An estimated 7 million new gardens were planted in 2009.
An estimated 7 million new gardens were planted in 2009.
Amy Schauland

Uncertain times often lead people to find new ways to become more self-reliant.  One obvious course of action is to plant a vegetable garden.  The National Gardening Association estimated that 7 million new gardens were planted in 2009.

Unfortunately for these eager new green thumbs, 2009 gave us one of the worst growing seasons seen in decades.  In the Green Bay area, a wet and cold spring gave forth to a parched and cool summer.  While it was a good year for cool-weather crops like lettuce and peas, heat-lovers such as pumpkins and corn suffered.  Even old-hat gardeners experienced some defeats; how much more so for greenhorns with virgin soil and myriad questions?  How many threw in the towel, disgusted and disenchanted?

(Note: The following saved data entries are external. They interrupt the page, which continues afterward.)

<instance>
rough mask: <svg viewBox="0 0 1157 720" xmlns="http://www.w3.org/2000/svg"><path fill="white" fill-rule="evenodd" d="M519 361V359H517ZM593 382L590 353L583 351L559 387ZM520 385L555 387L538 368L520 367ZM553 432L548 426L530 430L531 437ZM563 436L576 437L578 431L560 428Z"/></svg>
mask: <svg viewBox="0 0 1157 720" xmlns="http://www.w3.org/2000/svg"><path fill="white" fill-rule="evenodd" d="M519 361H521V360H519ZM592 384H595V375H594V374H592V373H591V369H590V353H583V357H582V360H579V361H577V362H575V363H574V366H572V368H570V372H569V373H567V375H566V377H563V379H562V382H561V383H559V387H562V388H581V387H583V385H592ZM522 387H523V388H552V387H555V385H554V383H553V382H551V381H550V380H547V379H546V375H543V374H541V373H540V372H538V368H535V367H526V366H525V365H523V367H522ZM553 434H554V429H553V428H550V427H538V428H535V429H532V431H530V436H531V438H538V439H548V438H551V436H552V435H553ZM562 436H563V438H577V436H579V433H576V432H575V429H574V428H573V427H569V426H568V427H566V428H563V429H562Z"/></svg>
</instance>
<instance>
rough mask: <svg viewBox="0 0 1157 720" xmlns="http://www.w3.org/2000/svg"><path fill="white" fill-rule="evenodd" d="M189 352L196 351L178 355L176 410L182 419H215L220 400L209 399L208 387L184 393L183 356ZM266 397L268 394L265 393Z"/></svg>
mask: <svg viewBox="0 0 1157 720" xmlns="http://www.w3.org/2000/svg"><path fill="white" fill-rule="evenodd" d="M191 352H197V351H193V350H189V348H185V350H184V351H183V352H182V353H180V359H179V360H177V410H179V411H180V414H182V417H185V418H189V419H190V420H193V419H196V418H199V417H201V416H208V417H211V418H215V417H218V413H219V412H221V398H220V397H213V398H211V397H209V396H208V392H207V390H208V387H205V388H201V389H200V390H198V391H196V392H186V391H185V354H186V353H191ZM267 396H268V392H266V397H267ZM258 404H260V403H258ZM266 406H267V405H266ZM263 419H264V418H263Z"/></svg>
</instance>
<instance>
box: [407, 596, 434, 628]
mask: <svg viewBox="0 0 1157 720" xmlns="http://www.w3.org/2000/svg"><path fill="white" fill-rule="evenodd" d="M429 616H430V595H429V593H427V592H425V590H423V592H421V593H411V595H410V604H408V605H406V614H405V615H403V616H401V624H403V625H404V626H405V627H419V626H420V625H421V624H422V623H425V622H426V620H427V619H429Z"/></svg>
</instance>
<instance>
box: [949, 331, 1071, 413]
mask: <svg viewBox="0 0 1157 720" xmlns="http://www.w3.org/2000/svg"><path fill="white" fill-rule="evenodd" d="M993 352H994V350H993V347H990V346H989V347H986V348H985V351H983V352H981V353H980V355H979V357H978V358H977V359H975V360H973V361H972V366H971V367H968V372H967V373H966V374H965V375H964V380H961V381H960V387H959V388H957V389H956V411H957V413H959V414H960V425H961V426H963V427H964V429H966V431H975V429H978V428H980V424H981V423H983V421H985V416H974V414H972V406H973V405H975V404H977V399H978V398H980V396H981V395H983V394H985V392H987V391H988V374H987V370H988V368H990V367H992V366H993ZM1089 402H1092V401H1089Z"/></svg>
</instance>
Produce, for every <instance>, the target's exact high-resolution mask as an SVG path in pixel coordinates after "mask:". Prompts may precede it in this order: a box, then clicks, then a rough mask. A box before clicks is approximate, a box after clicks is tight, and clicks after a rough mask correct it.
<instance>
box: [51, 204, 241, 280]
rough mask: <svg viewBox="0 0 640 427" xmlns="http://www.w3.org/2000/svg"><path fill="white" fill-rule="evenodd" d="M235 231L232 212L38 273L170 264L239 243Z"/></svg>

A word of encouragement for those waffling about a Round 2: new beginnings are often hard, but don't give up!  There are steps you can take to make each garden season better than the last (in the case of 2009, most anything could be an improvement.)

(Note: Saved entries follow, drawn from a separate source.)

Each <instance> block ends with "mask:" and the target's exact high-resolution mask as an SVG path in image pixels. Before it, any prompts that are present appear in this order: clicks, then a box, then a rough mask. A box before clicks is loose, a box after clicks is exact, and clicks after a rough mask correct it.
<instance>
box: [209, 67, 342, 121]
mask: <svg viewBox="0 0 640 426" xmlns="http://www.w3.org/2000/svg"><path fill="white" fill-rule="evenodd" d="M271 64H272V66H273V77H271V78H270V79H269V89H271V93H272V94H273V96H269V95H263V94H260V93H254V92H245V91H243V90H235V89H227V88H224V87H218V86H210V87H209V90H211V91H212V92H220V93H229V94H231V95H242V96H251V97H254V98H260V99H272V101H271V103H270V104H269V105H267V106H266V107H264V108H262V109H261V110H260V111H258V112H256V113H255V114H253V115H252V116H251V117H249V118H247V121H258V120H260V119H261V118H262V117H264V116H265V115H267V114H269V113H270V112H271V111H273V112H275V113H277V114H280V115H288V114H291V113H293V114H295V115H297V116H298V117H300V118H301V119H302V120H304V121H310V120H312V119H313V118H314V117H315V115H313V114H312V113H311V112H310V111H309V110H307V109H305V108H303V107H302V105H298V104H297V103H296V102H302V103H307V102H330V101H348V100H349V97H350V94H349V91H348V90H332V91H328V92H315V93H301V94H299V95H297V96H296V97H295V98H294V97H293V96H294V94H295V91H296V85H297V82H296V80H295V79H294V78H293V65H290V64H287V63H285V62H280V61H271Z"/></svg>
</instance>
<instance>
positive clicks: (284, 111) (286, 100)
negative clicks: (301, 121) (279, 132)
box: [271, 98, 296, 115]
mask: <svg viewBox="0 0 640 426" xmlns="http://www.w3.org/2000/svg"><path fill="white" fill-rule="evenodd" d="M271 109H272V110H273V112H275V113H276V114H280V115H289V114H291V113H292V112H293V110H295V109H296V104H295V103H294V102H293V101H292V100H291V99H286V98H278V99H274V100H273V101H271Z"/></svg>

First, and most imperative, build your soil.  Good soil is the foundation of healthy and productive plants.  Unless you were uncommonly blessed with a backyard of foot-deep fertile loam, your first season's soil was probably light and nutrient-poor.  Start by adding organic matter, and lots of it.  There really is no such thing as too much compost.  Make your own at home by piling together kitchen scraps, leaves, and untreated grass clippings.  Keep the contents slightly moist, turn often, and in a year's time you will be rewarded with black gold.  Aged manure is also an excellent fertilizer.  Instead of buying it by the bag at a garden center, try to locate a nearby farmer - they are more than happy to give the stuff away.

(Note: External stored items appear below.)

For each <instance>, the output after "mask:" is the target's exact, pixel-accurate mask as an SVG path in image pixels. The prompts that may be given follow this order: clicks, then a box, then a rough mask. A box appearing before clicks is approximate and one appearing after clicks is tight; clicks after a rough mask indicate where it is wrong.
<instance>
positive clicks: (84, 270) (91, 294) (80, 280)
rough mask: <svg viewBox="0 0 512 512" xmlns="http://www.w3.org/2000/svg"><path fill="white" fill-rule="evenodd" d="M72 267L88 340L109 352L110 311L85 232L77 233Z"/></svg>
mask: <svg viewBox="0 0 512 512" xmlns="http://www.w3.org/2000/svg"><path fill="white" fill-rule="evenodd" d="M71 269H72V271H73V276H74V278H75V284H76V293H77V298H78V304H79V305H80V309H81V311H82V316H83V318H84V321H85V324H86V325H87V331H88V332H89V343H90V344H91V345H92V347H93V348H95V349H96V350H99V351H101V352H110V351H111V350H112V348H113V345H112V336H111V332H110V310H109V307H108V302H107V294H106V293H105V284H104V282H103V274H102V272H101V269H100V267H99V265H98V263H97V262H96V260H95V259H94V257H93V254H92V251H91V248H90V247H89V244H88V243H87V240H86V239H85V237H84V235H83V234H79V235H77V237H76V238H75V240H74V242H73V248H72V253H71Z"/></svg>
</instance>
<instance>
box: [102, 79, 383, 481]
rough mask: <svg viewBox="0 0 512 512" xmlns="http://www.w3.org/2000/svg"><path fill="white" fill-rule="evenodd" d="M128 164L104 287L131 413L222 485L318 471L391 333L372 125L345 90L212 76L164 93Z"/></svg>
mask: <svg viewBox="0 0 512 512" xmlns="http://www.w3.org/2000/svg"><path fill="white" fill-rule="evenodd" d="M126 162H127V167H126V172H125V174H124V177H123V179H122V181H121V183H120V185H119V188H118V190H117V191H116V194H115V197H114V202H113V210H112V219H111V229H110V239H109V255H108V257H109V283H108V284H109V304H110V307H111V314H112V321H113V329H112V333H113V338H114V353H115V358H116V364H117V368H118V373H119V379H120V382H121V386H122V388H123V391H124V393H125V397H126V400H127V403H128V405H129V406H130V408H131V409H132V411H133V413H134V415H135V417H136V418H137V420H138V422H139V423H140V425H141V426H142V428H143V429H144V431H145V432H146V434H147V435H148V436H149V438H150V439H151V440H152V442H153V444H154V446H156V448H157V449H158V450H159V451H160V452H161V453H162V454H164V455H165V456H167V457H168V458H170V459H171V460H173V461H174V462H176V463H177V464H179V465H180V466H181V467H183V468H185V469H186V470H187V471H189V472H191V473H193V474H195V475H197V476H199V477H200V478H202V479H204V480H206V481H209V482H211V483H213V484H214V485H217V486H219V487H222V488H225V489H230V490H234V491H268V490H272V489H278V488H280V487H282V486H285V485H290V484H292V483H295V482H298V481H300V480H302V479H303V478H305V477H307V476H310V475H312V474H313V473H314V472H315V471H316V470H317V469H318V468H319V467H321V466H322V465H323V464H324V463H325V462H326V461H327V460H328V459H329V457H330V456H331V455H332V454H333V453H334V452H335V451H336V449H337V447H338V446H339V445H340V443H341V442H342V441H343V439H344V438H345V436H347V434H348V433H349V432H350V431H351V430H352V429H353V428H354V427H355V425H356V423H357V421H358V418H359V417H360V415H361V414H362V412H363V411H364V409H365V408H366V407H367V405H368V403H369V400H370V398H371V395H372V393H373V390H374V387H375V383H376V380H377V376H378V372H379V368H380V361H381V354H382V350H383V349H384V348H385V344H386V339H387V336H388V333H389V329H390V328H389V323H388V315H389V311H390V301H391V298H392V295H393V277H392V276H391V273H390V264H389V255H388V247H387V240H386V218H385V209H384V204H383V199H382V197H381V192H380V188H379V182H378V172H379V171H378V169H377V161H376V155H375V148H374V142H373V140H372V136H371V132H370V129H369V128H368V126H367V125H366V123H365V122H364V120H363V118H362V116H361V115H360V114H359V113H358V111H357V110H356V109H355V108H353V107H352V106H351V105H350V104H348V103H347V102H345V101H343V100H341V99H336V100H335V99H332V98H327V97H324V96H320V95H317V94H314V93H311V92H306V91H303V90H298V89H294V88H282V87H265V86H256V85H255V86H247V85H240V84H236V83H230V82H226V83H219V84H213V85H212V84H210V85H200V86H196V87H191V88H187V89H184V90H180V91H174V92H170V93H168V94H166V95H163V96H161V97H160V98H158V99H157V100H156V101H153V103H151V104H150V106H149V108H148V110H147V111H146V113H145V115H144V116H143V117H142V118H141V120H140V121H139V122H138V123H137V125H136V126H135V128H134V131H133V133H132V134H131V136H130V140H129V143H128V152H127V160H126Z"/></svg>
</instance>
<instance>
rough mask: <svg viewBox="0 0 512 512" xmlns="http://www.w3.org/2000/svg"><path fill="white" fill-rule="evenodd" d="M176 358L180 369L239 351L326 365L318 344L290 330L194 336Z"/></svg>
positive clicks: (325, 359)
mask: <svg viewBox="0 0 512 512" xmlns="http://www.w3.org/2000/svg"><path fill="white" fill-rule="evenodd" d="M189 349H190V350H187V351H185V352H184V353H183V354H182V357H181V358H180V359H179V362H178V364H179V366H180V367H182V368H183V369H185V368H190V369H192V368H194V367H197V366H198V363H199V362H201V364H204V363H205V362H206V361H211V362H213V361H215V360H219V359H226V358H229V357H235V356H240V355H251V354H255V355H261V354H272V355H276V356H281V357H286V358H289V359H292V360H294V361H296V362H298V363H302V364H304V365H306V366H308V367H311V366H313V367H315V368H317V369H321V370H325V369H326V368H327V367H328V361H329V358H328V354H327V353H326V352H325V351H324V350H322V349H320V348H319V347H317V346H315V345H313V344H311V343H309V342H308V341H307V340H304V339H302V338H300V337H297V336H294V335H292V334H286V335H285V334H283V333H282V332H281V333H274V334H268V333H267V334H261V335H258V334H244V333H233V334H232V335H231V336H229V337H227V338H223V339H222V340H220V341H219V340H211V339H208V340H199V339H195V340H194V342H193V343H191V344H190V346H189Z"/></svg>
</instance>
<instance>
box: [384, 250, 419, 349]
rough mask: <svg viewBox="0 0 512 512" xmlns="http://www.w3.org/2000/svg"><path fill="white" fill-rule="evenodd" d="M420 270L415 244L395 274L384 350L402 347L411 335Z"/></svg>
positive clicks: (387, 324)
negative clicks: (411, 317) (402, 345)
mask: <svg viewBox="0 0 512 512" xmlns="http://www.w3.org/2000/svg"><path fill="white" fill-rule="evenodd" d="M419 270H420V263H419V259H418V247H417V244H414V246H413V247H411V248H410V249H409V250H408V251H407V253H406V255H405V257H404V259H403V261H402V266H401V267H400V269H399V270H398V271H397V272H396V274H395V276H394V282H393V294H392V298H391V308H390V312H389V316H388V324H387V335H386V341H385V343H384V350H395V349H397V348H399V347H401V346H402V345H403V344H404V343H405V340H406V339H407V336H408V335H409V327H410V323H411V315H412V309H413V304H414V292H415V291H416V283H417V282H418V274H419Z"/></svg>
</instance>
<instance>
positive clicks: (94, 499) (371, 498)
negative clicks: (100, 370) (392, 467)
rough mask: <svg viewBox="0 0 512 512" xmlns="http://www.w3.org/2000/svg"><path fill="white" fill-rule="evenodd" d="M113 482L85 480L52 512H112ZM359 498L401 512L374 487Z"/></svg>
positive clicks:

It takes years of work to transform plain dirt into crumbly, rich, perfect veggie-nurturing soil.  While improving your plot of earth each season, hedge your bets by choosing plant varieties that perform even in less-than-optimal conditions.  Look for words like hardy, resistant, tolerant, adaptable, and reliable in the seed descriptions.  In Wisconsin, 'cold-hardy' and 'short season' are very good characteristics.

Don't give up on your budding garden just yet.  If you persevere, you still may have victory.